Monday, August 19, 2019

Toni Morrison and Elizabeth Fox-Genovese :: Biography Biographies Essays

Toni Morrison and Elizabeth Fox-Genovese In this I essay will be discussing two unique authors, Toni Morrison and Elizabeth Fox-Genovese. Morrison is a Nobel Prize winning author, and Fox-Genovese, is a history professor at Harvard. Both of these women have interesting perspectives on race and gender. According to the articles I have read, Toni and Fox-Genovese claim the way people view women and minorities is wrong. In a Vibe Magazine interview, Toni claims that In a recent British nanny case, there was "complaint about the mother not being home with child...she she should have been home with her children, said some people" (Vibe 1998 p.2). Morrison states that it would be an entirely different situation, had the mother been a poor black women. A black women "should work, even if that work is taking care of somebady else's children" (Vibe 1998). This is a wrong way to look at things; "we fought a long time to have 'Women taking care of children' understood to be work. Now its understood to be something else" (Vibe 1998 p.3). According to Toni, people size up who you are by what you look like, what your name is, and by what you do.
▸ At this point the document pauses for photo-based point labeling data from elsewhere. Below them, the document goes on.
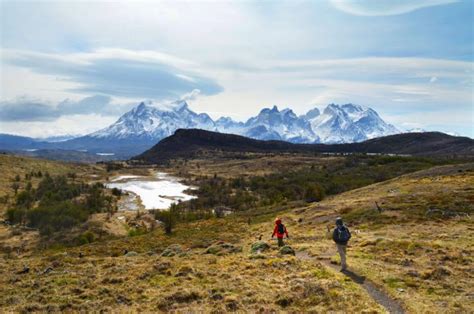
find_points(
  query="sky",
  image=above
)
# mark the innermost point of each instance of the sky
(73, 67)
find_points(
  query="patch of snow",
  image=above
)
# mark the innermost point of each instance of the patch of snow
(158, 193)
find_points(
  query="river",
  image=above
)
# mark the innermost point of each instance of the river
(155, 192)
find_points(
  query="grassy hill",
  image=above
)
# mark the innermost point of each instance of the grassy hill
(192, 143)
(417, 251)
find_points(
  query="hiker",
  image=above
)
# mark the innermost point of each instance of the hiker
(341, 236)
(280, 231)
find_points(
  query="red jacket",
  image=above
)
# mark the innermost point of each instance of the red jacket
(277, 232)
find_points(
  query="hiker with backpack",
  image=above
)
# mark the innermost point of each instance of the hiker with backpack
(341, 235)
(280, 231)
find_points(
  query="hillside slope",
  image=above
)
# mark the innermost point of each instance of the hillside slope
(189, 143)
(420, 260)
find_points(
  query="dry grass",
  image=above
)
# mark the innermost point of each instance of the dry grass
(426, 262)
(253, 165)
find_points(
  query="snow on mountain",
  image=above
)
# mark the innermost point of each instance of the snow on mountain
(348, 123)
(272, 124)
(148, 123)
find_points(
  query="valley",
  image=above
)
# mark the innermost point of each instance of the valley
(416, 250)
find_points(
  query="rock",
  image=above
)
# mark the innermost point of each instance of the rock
(162, 267)
(222, 248)
(184, 271)
(231, 303)
(172, 250)
(25, 270)
(259, 246)
(413, 273)
(47, 270)
(287, 250)
(284, 301)
(257, 255)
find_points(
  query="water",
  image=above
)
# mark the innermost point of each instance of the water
(156, 192)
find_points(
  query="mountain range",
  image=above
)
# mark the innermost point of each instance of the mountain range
(191, 143)
(142, 127)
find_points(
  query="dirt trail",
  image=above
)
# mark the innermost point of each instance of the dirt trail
(382, 298)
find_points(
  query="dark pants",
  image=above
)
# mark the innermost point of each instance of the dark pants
(280, 242)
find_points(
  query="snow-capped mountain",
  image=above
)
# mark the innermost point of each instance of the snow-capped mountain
(146, 124)
(272, 124)
(149, 122)
(348, 123)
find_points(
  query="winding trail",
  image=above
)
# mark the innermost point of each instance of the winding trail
(379, 296)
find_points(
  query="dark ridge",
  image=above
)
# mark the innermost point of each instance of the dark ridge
(189, 143)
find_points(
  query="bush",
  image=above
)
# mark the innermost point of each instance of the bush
(59, 206)
(168, 218)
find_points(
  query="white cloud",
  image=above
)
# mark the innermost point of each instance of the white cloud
(385, 7)
(65, 125)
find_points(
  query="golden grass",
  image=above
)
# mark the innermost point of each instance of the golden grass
(424, 262)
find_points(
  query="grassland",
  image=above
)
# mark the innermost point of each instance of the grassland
(422, 259)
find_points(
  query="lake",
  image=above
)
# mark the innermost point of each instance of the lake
(155, 192)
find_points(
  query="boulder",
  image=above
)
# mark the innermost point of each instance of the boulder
(287, 250)
(259, 246)
(222, 248)
(172, 250)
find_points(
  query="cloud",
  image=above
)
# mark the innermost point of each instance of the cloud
(119, 72)
(27, 109)
(191, 95)
(384, 7)
(66, 125)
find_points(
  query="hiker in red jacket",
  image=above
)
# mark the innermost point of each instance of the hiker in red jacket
(279, 231)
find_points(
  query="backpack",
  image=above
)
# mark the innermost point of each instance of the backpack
(343, 234)
(281, 228)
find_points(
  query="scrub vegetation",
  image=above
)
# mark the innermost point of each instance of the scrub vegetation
(415, 244)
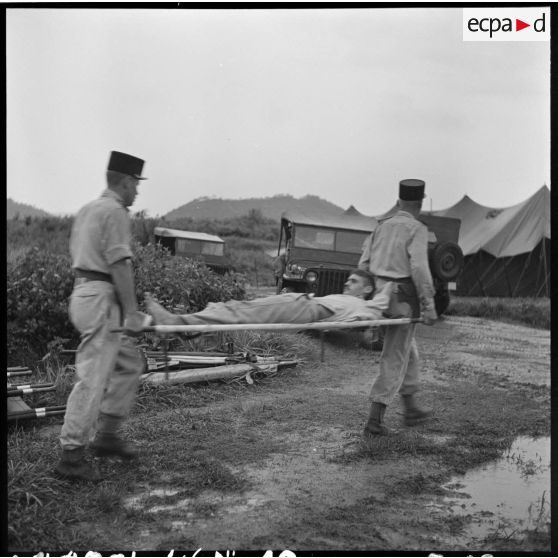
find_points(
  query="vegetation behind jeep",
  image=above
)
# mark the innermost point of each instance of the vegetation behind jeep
(316, 254)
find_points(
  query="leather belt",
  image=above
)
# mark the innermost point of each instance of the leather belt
(398, 280)
(92, 275)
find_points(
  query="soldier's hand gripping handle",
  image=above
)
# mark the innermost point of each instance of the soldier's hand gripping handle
(135, 322)
(429, 315)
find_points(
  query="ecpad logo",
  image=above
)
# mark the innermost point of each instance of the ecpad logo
(506, 24)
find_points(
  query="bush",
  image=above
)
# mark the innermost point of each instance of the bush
(181, 283)
(40, 284)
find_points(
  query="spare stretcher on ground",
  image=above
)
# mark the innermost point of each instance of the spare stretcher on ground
(17, 408)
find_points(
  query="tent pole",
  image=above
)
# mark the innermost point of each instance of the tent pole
(487, 270)
(527, 262)
(543, 247)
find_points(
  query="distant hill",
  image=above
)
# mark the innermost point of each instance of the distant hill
(216, 208)
(23, 210)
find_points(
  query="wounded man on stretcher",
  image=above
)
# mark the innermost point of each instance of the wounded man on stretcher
(359, 301)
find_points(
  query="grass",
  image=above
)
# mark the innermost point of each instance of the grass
(531, 312)
(195, 437)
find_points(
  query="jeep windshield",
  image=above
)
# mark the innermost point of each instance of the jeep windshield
(327, 239)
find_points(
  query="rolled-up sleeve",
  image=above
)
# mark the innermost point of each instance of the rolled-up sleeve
(117, 236)
(364, 262)
(418, 259)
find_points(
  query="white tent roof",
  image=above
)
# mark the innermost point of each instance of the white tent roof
(505, 231)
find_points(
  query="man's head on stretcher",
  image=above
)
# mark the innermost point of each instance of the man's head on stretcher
(360, 284)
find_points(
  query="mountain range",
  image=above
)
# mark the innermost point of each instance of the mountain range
(217, 208)
(14, 208)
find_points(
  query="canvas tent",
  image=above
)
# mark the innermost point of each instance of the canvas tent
(507, 250)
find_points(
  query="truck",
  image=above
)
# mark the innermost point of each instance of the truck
(316, 253)
(206, 248)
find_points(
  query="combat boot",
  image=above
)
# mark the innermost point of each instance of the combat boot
(107, 442)
(74, 466)
(375, 426)
(413, 413)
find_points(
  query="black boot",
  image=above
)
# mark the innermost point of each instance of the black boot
(374, 426)
(74, 466)
(107, 443)
(413, 413)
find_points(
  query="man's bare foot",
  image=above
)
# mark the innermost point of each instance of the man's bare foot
(160, 315)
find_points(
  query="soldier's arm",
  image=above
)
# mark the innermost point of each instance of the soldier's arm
(420, 273)
(123, 279)
(364, 261)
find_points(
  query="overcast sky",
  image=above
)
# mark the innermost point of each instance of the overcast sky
(253, 103)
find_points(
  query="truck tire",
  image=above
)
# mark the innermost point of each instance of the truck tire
(446, 261)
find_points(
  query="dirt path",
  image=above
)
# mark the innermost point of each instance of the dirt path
(280, 465)
(320, 491)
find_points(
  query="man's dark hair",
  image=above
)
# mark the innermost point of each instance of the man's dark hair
(369, 277)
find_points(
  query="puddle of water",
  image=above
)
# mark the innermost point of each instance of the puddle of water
(514, 491)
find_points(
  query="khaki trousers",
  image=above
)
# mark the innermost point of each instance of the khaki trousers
(399, 362)
(108, 365)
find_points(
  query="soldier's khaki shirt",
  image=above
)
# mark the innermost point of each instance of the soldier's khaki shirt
(398, 248)
(101, 234)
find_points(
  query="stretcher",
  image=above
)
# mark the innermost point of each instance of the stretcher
(17, 408)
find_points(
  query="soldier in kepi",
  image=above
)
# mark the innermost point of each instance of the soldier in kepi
(397, 251)
(108, 365)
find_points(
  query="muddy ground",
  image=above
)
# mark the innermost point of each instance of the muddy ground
(306, 482)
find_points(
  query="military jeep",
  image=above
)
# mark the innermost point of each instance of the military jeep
(316, 254)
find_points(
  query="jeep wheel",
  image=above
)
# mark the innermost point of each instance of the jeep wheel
(446, 261)
(283, 289)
However this is only "part of who you are. When I was a little girl, a man came up to me and said, 'are you a Willis?' - referring to my mother's maiden name-'I thought so, by the way you walk.' I moved to New York and people said, 'What do you do' So you say' I'm a writer..but you that's only part of who you are" (Vibe 1998 p.3). Often people wrap their identity in what they do. This can be troublesome when your not performing to someones expectations, one might think there is some thing wrong with who they are, which is not true. The same thing applies to gender and race. It is unfair to already have a preconcieved notion about someone without checking him or her out first. Fox-Genovese claims that many articles of literature exclude certain people. Like Morrison, Fox-Genovese agrees that elite culture "denied the values and perceptions of all others and imposed itself as an absolute standard" (Fox-Genovese 1998).